China Will Support Foreign Ipos Of Chinese Firms And Calls For End To Tech Crackdown

On Wednesday, China signalled its support for Chinese companies, following days of fears that the United States will delist them, sending stock prices in New York and Hong Kong down.

Chinese and American regulators are working on a strategy to cooperate on Chinese equities listed in the United States, according to state media, citing a financial stability meeting convened by Vice Premier Liu He on Wednesday.

Liu is also the head of the central government’s finance committee and a member of the Chinese Communist Party’s politburo, the country’s second-highest power circle.

“The Chinese government continues to support various kinds of businesses’ overseas listings,” the state media report said in Chinese, translated by CNBC. The article said regulators should “complete as soon as possible” the crackdown on internet platform companies.

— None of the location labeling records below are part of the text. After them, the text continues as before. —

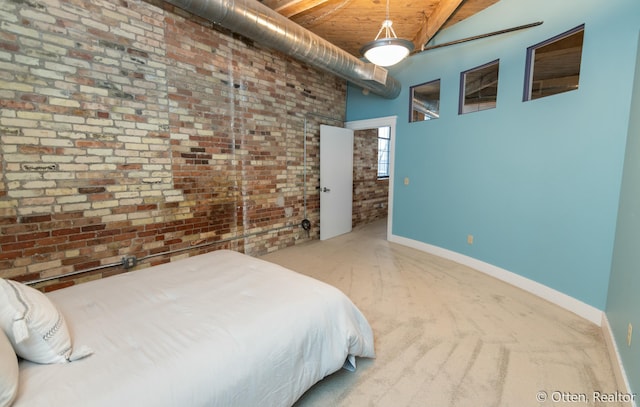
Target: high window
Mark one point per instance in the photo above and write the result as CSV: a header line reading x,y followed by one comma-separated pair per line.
x,y
553,66
384,144
479,88
425,101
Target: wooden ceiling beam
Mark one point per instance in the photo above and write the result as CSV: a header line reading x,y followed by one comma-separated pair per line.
x,y
289,8
435,21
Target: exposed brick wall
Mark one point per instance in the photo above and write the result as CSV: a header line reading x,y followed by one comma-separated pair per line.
x,y
131,128
370,195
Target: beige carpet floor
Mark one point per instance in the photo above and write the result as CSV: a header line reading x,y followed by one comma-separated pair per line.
x,y
448,335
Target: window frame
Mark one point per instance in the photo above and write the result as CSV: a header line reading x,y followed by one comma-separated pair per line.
x,y
412,100
530,66
463,85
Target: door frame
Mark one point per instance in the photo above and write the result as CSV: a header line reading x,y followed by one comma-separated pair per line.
x,y
387,121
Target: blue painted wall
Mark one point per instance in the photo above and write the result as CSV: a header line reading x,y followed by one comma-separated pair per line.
x,y
539,184
623,305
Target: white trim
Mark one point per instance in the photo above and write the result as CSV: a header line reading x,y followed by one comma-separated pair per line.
x,y
580,308
616,361
389,121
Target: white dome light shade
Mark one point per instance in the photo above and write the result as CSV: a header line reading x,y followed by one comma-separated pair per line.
x,y
387,51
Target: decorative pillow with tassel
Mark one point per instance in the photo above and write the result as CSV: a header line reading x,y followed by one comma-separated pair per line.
x,y
35,327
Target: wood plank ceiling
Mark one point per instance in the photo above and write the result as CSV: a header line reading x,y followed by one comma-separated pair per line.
x,y
349,24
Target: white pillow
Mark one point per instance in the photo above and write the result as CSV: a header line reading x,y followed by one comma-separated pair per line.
x,y
8,372
35,327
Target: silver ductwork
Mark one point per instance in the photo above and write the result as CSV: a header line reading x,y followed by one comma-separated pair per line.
x,y
258,22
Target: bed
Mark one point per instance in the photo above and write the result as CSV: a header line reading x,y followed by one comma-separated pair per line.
x,y
218,329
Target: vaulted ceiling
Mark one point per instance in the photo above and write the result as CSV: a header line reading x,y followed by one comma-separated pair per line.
x,y
350,24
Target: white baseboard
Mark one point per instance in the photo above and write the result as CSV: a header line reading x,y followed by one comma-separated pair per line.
x,y
569,303
616,361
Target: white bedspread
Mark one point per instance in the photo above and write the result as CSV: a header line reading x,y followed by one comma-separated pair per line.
x,y
220,329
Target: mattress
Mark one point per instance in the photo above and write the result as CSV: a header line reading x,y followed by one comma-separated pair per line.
x,y
219,329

Authorities will seek to stabilise Hong Kong’s financial market as well as the troubled real estate sector, according to the minutes of Wednesday’s meeting.

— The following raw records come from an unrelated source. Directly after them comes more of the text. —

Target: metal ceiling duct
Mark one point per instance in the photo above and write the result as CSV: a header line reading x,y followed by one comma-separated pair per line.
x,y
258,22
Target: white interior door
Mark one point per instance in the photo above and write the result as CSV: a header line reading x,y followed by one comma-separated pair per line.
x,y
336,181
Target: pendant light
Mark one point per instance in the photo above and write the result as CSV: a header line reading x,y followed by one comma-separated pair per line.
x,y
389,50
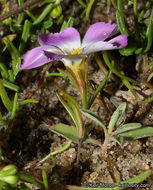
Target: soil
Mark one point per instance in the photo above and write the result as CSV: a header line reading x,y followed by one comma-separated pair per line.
x,y
31,140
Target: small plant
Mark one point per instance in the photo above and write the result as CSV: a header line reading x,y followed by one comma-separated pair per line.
x,y
129,131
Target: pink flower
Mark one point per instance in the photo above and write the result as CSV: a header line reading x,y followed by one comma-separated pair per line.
x,y
67,47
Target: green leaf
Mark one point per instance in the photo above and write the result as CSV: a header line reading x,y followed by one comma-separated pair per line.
x,y
5,99
94,117
149,33
11,86
45,12
150,77
44,176
90,6
25,35
116,117
126,127
130,48
67,131
14,107
137,133
69,110
67,24
20,15
16,60
8,170
76,111
2,122
4,71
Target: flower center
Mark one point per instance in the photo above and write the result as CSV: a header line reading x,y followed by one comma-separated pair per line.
x,y
76,52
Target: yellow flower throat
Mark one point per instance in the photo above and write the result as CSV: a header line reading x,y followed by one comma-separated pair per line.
x,y
76,52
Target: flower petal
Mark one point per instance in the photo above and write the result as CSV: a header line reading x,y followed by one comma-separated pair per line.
x,y
99,32
67,40
119,41
116,43
36,57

The Hang Seng Index in Hong Kong continued previous gains, rising 9% in the afternoon on Wednesday, rebounding from its lowest finish in six years. Alibaba and Tencent, two of China’s largest tech companies, both increased by more than 20%, while other big Chinese tech stocks also increased.

“China’s top leaders finally broke the silence to respond to the recent market selloff,” Larry Hu, chief China economist at Macquarie, said in a report. “The tone of the meeting is strong, suggesting that policymakers are deeply concerned about the recent market rout.”

Following a revival of Covid-19 and the Ukraine crisis, investors’ anxieties about economic growth were exacerbated by fears of forced Chinese stock delistings from US exchanges. JPMorgan China Internet analysts Alex Yao and a team downgraded 28 of the stocks they cover on Monday, calling the sector “uninvestable” for the next six to twelve months.

The Securities and Exchange Commission of the United States announced last week that five Chinese companies’ securities listed in the United States may be delisted.

It was the first time the SEC has singled out specific stocks for breaking the Holding Foreign Companies Accountable Act. The proposal, which is expected to be passed in 2020, would allow the SEC to delist Chinese businesses from U.S. exchanges if American authorities are unable to review company audits for three years in a row.

Because of Beijing’s concerns about information security, Chinese enterprises have often refused to allow such audits.

The China Securities Regulatory Commission said in a statement early Friday that it has achieved progress in contact with the US Public Company Accounting Oversight Board, along with the Ministry of Finance.

“We believe that through joint effort both sides will, as soon as possible, be able to make arrangements for cooperation in line with the two countries’ legal and regulatory requirements,” the Chinese securities regulator’s statement said, according to a CNBC translation.

Outside of business hours, the PCAOB did not respond to a request for comment.

The Chinese government has been cracking down on huge technology businesses for alleged monopolistic tactics, as well as real estate developers’ heavy reliance on debt, in the last two years. Following Beijing’s crackdown on Didi just days after its New York listing in late June, investors began to be concerned about Chinese stocks listed in the United States.

In February, economists predicted that the worst of China’s regulatory crackdown had over, as Beijing shifted its focus to promoting economic growth.

Shen Bing, the director-general of the China Securities Regulatory Agency’s international affairs department, told CNBC in an exclusive interview in late January that the commission anticipated its upcoming amended guidelines will enable Chinese companies to continue their abroad listings.